Each shorter term cycle high has been on a decline since the mid nineties!
And every mania htat has occurred since then has been at lower and lower expansion rates.
The current minor cycle since the 2009 lows is anemic at best when compared to all previous cycles.
And the next time we go negative, I expect it to say that way for a while.
Corporate debt crash underway;
Corporations have been on a debt binge this last 10 years.
Corporations took 50 years to amass 3 trillion in debt.
And they have doubled that amount in the last 10 years!
And what has been achieved?
have the number of jobs doubled in the last 10 years?
Or have they simply pumped their own stock price on the credit card?

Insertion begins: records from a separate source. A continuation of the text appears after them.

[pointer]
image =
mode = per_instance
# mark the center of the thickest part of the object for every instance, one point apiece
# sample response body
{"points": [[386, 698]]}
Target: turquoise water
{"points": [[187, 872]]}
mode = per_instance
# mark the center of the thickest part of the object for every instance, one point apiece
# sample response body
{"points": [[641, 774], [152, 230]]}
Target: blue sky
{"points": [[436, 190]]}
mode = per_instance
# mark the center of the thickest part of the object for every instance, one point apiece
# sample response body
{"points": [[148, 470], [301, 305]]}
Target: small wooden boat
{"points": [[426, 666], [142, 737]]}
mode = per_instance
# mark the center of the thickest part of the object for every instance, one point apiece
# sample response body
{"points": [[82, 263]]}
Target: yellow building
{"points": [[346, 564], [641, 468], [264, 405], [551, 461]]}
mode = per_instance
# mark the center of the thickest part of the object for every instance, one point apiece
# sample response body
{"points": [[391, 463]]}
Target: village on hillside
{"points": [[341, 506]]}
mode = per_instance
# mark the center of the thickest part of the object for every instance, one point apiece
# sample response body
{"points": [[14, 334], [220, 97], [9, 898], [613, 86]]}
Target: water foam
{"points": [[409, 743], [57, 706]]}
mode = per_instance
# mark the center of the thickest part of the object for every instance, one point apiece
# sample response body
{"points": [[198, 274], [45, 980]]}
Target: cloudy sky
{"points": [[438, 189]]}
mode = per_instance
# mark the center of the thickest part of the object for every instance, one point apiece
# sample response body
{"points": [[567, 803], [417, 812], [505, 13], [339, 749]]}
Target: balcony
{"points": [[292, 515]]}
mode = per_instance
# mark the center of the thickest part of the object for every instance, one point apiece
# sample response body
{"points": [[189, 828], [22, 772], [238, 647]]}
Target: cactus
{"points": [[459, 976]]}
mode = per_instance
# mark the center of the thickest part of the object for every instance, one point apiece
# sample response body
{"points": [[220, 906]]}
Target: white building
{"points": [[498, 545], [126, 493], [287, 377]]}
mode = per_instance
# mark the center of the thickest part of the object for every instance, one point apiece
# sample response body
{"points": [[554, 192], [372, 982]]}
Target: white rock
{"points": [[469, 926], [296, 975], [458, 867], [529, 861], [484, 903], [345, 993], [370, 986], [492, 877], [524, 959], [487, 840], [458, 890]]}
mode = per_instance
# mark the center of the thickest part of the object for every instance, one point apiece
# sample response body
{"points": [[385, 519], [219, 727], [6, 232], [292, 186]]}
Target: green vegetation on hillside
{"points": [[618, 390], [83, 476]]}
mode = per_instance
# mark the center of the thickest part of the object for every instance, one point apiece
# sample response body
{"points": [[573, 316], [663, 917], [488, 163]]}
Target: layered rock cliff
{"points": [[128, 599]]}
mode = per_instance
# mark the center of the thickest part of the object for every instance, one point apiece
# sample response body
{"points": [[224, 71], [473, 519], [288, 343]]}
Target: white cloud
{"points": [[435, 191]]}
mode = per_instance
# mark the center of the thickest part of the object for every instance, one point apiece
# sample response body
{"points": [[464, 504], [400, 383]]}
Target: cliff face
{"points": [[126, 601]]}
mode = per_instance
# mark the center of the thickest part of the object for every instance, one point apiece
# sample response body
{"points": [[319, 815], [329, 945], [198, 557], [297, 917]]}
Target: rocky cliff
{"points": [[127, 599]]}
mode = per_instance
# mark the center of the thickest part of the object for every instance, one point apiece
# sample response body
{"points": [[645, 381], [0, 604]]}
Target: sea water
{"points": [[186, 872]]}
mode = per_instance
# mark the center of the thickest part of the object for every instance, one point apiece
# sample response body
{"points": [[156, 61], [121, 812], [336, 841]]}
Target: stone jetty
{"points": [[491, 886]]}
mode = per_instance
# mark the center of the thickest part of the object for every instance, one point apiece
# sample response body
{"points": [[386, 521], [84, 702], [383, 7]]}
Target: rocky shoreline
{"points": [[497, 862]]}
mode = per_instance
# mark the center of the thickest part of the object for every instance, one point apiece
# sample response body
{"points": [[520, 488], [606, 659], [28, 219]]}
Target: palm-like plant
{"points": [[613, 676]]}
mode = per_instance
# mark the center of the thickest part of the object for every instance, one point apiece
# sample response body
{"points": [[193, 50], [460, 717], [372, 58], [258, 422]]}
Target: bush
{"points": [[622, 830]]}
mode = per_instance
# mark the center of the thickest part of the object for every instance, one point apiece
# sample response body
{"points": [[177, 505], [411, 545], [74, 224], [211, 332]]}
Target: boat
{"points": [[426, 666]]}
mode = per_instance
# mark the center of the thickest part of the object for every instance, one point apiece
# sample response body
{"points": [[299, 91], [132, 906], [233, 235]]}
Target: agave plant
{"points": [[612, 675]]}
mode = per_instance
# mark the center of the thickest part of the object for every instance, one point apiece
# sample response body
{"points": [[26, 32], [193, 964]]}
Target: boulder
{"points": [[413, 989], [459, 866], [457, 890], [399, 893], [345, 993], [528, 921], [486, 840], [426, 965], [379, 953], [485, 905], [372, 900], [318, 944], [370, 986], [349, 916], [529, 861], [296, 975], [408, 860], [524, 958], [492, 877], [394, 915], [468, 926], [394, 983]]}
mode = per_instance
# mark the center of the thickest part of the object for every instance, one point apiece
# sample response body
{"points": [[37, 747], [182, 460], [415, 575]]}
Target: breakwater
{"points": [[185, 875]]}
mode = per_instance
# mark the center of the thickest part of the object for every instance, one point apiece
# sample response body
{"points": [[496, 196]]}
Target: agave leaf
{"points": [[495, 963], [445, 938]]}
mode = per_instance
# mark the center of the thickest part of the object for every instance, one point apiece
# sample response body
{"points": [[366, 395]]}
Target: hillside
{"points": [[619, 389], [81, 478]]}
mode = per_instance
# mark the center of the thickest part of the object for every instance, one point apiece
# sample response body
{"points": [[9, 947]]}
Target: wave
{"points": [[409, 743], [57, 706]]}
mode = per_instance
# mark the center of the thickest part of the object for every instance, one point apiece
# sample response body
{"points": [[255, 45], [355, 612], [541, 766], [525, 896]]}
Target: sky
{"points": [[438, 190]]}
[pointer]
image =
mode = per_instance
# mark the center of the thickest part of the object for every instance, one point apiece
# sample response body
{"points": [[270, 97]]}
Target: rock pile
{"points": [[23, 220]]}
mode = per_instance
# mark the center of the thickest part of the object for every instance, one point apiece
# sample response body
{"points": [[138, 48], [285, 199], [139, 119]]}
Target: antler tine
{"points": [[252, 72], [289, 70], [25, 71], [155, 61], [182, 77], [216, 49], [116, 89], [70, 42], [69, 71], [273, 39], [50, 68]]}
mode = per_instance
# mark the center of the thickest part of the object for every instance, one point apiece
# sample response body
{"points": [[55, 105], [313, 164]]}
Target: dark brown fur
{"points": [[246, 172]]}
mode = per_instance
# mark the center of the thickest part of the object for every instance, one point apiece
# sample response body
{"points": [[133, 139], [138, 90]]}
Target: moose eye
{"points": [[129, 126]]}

the corporate debt bubble has popped!!!
And debt load will have to be paid, or it will crash the banking system, again!
And oh by the way,
When the buybacks stop, who's going to buy?
DOW JONES INDUSTRIALS
Todays rise in the DOW looks like a three wave correction higher.
I have labelled it as wave 'iv' of (c).
One more dip below 25790 tomorrow will complete a five wave decline in wave (c).
And that should complete this wave [iv] correction.
If the market is only correcting in a fourth wave within an ending diagonal,
then the previous wave [ii] should offer significant support at 25349.
A break through this level however, will trigger the alternate count shown.
And then we can work on identifying a full five wave structure lower off the high.
This will signal the market is turning down in a possible large degree trend change.
And the bear market will be on the cards once again.
Watch for a final drop in wave 'v' of (c),
and then a turn higher to begin a three wave rally in wave [v] to complete this ending diagonal.
A break of the wave (b) high at 26480 will confirm that wave [v] has begun.